Re: Periodic rant about SCHED_ULE

Reply: Fernando_Apesteguía : "Re: Periodic rant about SCHED_ULE"
In reply to: Mark Johnston : "Re: Periodic rant about SCHED_ULE"
Go to: [ bottom of page ] [ top of archives ] [ this month ]
From: Mateusz Guzik <mjguzik_at_gmail.com>
Date: Mon, 17 Apr 2023 17:35:10 UTC
Ops, this fell through the cracks, apologies for such a late reply.

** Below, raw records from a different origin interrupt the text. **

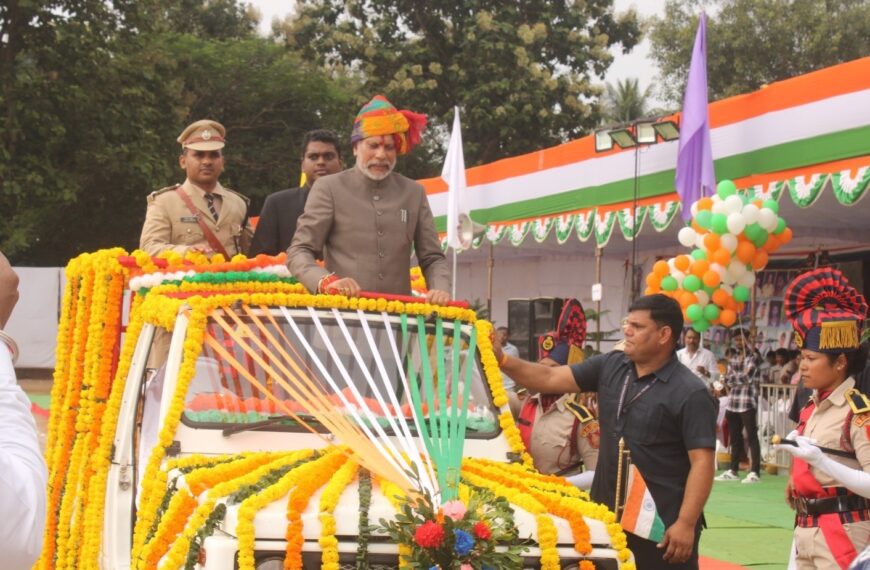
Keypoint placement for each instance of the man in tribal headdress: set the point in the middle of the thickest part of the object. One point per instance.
(829, 484)
(365, 220)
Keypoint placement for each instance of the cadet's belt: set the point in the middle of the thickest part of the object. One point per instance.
(822, 506)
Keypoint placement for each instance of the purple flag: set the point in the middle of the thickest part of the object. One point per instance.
(695, 175)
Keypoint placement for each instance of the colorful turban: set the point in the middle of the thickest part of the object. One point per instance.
(826, 312)
(379, 117)
(565, 345)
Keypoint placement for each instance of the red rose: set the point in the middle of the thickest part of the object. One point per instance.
(429, 535)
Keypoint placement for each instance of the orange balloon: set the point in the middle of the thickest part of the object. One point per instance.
(727, 317)
(682, 262)
(722, 256)
(760, 260)
(711, 278)
(745, 251)
(661, 268)
(712, 242)
(699, 267)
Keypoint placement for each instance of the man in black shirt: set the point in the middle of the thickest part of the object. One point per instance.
(321, 156)
(663, 412)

On 3/31/23, Mark Johnston <markj@freebsd.org> wrote:
> On Fri, Mar 31, 2023 at 08:41:41PM +0200, Mateusz Guzik wrote:
>> On 3/30/23, Mark Johnston <markj@freebsd.org> wrote:
>> > On Thu, Mar 30, 2023 at 05:36:54PM +0200, Mateusz Guzik wrote:
>> >> I looked into it a little more, below you can find summary and steps
>> >> forward.
>> >>
>> >> First a general statement: while ULE does have performance bugs, it
>> >> has better basis than 4BSD to make scheduling decisions. Most notably
>> >> it understands CPU topology, at least for cases which don't involve
>> >> big.LITTLE. For any non-freak case where 4BSD performs better, it is a
>> >> bug in ULE if this is for any reason other than a tradeoff which can
>> >> be tweaked to line them up. Or more to the point, there should not be
>> >> any legitimate reason to use 4BSD these days and modulo the bugs
>> >> below, you are probably losing on performance for doing so.
>> >>
>> >> Bugs reported in this thread by others and confirmed by me:
>> >> 1. failure to load-balance when having n CPUs and n + 1 workers -- the
>> >> excess one stays on one the same CPU thread continuously penalizing
>> >> the same victim. as a result total real time to execute a finite
>> >> computation is longer than in the case of 4BSD
>> >> 2. unfairness of nice -n 20 threads vs threads going frequently off
>> >> CPU (e.g., due to I/O) -- after using only a fraction of the slice the
>> >> victim has to wait for the cpu hog to use up its entire slice, rinse
>> >> and repeat. This extends a 7+ minute buildkernel to over 67 minutes,
>> >> not an issue on 4BSD
>> >>
>> >> I did not put almost any effort into investigating no 1. There is code
>> >> which is supposed to rebalance load across CPUs, someone(tm) will have
>> >> to sit through it -- for all I know the fix is trivial.
>> >>
>> >> Fixing number 2 makes *another* bug more acute and it complicates the
>> >> whole ordeal.
>> >>
>> >> Thus, bug reported by me:
>> >> 3. interactivity scoring is bogus -- originally introduced to detect
>> >> "interactive" behavior by equating being off CPU with waiting for user
>> >> input. One part of the problem is that it puts *all* non-preempted off
>> >> CPU time into one bag: a voluntary sleep. This includes suffering from
>> >> lock contention in the kernel, lock contention in the program itself,
>> >
>> > Note that time spent off-CPU on a turnstile is not counted as sleeping
>> > for the purpose of interactivity scoring, so this observation applies
>> > only to sx, lockmgr and sleepable rm locks.  That's not to say that
>> > this
>> > behaviour is correct, but it doesn't apply to some of the most
>> > contended
>> > locks unless I'm missing something.
>> >
>>
>> page busy (massively contested for fork/exec), pipe_lock and even
>> not-locks like waitpid(!)
>
> A program that spends most of its time blocked in waitpid, like a shell,
> interactive or not, should indeed have a higher scheduling priority...
>

Maybe it should, but perhaps not at the expense of a more
latency-sensitive program like a video player.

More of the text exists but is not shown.